While some traditional military tactics remain relevant, increasingly state actors are relying upon cyber warfare to effectively shut down vital infrastructure via malware and viruses.
According to CyberPolicy “China is known to have spied on companies in the U.S. technology and pharmaceutical industries; and North Korea is suspected of having attempted to infiltrate electrical grids.”
While Russia has used its cyber know how to influence US elections and international anti-doping bodies, Iran has used its broad cyber capabilities to attack critical national infrastructure and important diplomats and government officials worldwide.
Who are the actors?
According to The Digital Defense Report, published by Microsoft, Russian is leading all international actors credited with 52% of all attacks between July 2019 and June 2020, followed by Iran with 25%, China with 12%, and North Korea rounding out the list with an estimated 11% of cyber infiltration.

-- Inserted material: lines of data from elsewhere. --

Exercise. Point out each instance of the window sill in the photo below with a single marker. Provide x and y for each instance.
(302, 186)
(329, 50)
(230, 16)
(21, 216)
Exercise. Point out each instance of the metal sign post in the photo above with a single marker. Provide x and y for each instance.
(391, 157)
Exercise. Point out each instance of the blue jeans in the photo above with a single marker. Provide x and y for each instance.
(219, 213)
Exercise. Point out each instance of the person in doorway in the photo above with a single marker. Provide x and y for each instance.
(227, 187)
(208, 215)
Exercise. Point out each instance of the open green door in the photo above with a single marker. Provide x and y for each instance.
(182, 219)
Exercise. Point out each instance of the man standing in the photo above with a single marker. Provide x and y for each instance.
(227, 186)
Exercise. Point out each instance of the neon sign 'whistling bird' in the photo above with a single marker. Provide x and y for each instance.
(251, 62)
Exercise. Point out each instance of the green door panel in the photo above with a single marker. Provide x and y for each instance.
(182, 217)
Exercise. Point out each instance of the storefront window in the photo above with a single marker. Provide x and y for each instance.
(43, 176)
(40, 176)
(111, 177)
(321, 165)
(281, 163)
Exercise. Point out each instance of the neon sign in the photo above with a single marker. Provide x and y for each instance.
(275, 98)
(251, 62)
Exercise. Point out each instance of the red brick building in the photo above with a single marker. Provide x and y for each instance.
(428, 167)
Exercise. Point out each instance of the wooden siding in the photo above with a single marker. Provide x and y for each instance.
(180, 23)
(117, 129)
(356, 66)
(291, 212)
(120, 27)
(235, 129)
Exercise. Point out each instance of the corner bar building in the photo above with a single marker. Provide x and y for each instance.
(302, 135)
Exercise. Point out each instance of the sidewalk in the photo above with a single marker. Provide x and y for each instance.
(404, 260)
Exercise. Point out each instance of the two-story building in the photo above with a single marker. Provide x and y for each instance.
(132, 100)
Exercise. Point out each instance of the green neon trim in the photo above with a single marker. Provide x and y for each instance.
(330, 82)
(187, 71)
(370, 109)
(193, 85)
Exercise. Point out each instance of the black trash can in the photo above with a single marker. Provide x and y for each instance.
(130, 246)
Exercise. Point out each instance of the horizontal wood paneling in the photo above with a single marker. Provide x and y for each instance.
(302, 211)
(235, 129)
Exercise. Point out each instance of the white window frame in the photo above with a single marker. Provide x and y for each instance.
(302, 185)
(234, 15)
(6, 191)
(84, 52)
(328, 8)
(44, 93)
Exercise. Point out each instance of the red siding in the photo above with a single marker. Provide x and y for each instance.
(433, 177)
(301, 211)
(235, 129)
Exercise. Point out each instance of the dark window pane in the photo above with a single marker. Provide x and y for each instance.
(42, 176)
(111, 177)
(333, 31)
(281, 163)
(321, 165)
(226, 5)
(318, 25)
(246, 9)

There is no one-size-fits-all attack plan for how state actors operate in the cyber domain. Each nation uses cyber warfare to achieve a broad range of political, economic, and technological end goals.
What is at risk?
According to ZDnet, “Cyber spies have not let a tragedy or national disaster go to waste. From the Paris terror attack of November 2015 to the oppression of the Uyghur population in China, state-sponsored groups have always crafted their email lures to achieve the maximum results and, historically, tragic events have always presented the best lures.”

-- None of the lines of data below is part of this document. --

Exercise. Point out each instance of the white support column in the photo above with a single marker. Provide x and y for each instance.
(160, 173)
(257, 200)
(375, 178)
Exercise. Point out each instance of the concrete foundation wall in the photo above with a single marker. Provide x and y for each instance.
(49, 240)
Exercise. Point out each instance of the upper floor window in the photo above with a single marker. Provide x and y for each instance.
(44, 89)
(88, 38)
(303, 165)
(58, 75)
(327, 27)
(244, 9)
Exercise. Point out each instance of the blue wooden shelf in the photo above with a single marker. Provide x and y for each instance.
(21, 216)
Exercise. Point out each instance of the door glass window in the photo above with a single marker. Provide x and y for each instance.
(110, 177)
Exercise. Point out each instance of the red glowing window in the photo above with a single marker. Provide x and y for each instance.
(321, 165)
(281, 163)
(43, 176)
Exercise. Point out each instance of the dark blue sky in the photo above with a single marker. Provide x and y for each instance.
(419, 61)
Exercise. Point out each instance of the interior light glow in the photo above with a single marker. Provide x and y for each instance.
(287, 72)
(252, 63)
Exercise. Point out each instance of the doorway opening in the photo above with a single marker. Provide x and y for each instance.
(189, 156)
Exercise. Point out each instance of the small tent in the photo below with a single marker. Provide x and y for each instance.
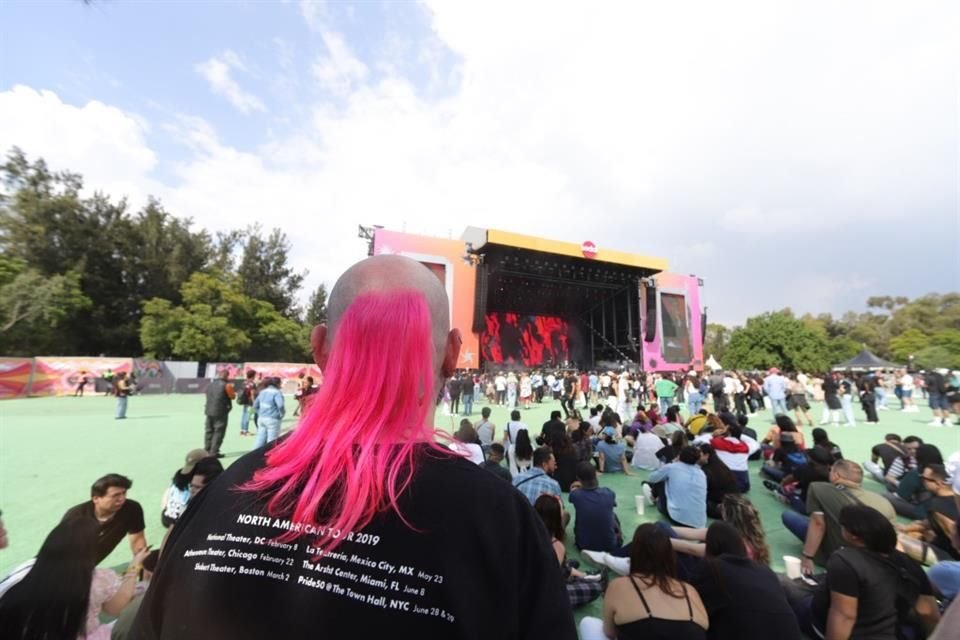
(865, 361)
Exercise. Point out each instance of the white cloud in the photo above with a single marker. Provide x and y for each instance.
(106, 145)
(217, 73)
(339, 71)
(314, 13)
(744, 141)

From small businesses at risk of losing secure data and intellectual property, to countries forced to build new levels of cyber protection for critical infrastructure, state actors have dramatically changed the aims of international cyber-crime to meet their political and economic goals. Long gone on the days where malware was just trying to attack your bank account. With state backed hackers the bar has been raised to influencing global politics, crippling domestic water supplies and causing economic destruction on a scale previously thought unimaginable.